Antioxidant and cholinesterase inhibitory activity of a new peptide from Ziziphus jujuba fruits

Abstract

Antioxidant agents and cholinesterase inhibitors are the foremost drugs for the treatment of Alzheimer's disease (AD). In this study, a new peptide from Ziziphus jujuba fruits was investigated for its inhibitory activity against acetylcholinesterase (AChE) and butyrylcholinesterase (BChE) enzymes as well as antioxidant activity. This peptide was introduced as a new peptide and named Snakin-Z. The Snakin-Z displayed considerable cholinesterase inhibition against AChE and BChE. The half maximal inhibitory concentration (IC50) values of Snakin-Z against AChE and BChE are 0.58 ± 0.08 and 0.72 ± 0.085 mg/mL, respectively. This peptide has 80% enzyme inhibitory activity on AChE and BChE at 1.5 mg/mL. The Snakin-Z also had the high antioxidant activity (IC50 = 0.75 ± 0.09 mg/mL). Thus, it is suggested that Snakin-Z may be beneficial in the treatment of AD. However, more detailed researches are still required as in vivo testing its anticholinesterase and antioxidant activities.
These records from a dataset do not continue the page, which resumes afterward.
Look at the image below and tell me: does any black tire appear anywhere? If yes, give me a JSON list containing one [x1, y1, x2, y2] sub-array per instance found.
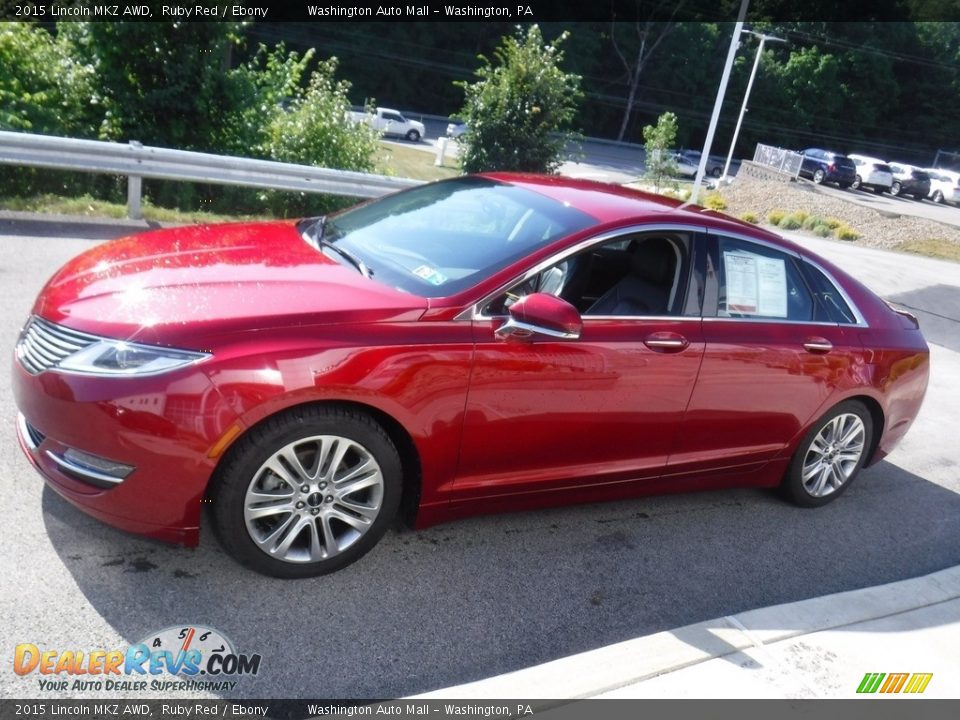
[[208, 405, 403, 578], [781, 400, 873, 507]]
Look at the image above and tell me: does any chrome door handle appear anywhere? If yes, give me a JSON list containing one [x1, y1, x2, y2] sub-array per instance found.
[[803, 337, 833, 354], [643, 332, 690, 352]]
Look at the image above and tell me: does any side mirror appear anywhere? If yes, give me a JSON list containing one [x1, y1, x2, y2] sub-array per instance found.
[[494, 293, 583, 340]]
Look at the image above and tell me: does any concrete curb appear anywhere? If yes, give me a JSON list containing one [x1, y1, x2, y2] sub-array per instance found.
[[416, 566, 960, 699]]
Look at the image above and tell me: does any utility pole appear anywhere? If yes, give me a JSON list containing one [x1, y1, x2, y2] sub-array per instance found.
[[687, 0, 750, 204], [721, 30, 786, 180]]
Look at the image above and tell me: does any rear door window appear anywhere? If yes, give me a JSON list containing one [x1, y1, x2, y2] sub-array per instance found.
[[717, 237, 817, 322]]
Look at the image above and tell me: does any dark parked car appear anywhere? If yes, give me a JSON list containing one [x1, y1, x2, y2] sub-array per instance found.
[[12, 174, 929, 577], [888, 163, 930, 200], [800, 148, 857, 189]]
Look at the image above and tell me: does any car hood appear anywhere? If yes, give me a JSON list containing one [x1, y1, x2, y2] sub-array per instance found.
[[34, 222, 427, 347]]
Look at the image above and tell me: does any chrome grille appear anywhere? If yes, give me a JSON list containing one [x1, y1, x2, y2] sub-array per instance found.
[[17, 316, 100, 375]]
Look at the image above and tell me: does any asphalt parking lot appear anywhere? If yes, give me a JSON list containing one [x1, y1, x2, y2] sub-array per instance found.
[[0, 214, 960, 698]]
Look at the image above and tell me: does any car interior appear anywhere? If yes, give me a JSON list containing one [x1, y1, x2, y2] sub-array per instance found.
[[485, 233, 690, 317]]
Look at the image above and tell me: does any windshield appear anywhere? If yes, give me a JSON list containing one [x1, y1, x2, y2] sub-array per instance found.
[[323, 177, 596, 297]]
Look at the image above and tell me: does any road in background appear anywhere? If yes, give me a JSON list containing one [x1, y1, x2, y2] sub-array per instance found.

Keywords: Alzheimer’s disease; Ziziphus jujuba fruits; acetylcholinesterase; antioxidant; butyrylcholinesterase.

Figure 1.

Purification of peptides from Zizyphus jujuba fruit. A, Sephadex G-50 gel filtration of plant extract was applied on a Sephadex G-50 column equilibrated with phosphate buffer (0.1 mol/L, pH 6.0). B, The peak 4 (indicated with asterisk), with anticholinesterase activity from Sephadex G-50, was further purified on a C18 reverse phase-high-performance liquid chromatography (RP-HPLC) column. A 400-μL aliquot of filtrated extract from gel filtration was loaded onto a semipreparative C18 reverse phase column. Elution was performed using solution A (0.1% TFA in water), combined with a 5% to 65% gradient of solution B (0.098% TFA in acetonitrile) over a period of 70 minutes, at a flow rate of 1 mL/min. The absorbance was monitored at 220 nm, and the fractions were tested for anticholinesterase activity. The active peak has been indicated by an arrow. This peak was named Z (Zizyphus jujuba). TFA indicates trifluoroacetic acid.

Figure 2.

DPPH radical scavenging activity (%) of Snakin-Z from Ziziphus jujuba fruits. butylated hydroxyanisole (BHA) is positive control.

Figure 3.

Acetylcholinesterase (AChE) and butyrylcholinesterase (BChE) inhibitory activities (%) of Snakin-Z from Ziziphus jujuba fruits.

Figure 4.

Tricine-SDS-PAGE of raw extract (1), active fraction (peak 4) from gel filtration column (2), purified peptide from C18 reverse phase-high-performance liquid chromatography (RP-HPLC) column (3), and size marker (4). A, Trypsinogen (23 kDa); B, lysozyme (14 kDa); and C, insulin (5.8 kDa).

Figure 5.

Identification of the molecular mass and amino acid sequence of the new peptide from the fruit of Ziziphus jujube using matrix-assisted laser desorption/ionization time of flight (MALDI-TOF) spectrometer.

Figure 6.

The alignment and phylogenetic tree of Snakin-Z. A, The alignment of amino acid sequences of Snakin-Z with the sequences of other antimicrobial peptides. The alignment was carried out with CLC Main Work Bench Ver.5.5 software. B, Phylogenetic tree of Snakin-Z. Amino acid sequences of the 10 reference peptides obtained from the APD database were incorporated into the tree using the neighbor-joining method. The name of each sequence is typed at the end of the corresponding branch. Reliability of the tree was assessed by bootstrap analysis with 100 replications. The substitutions per amino acid position are typed above each branch.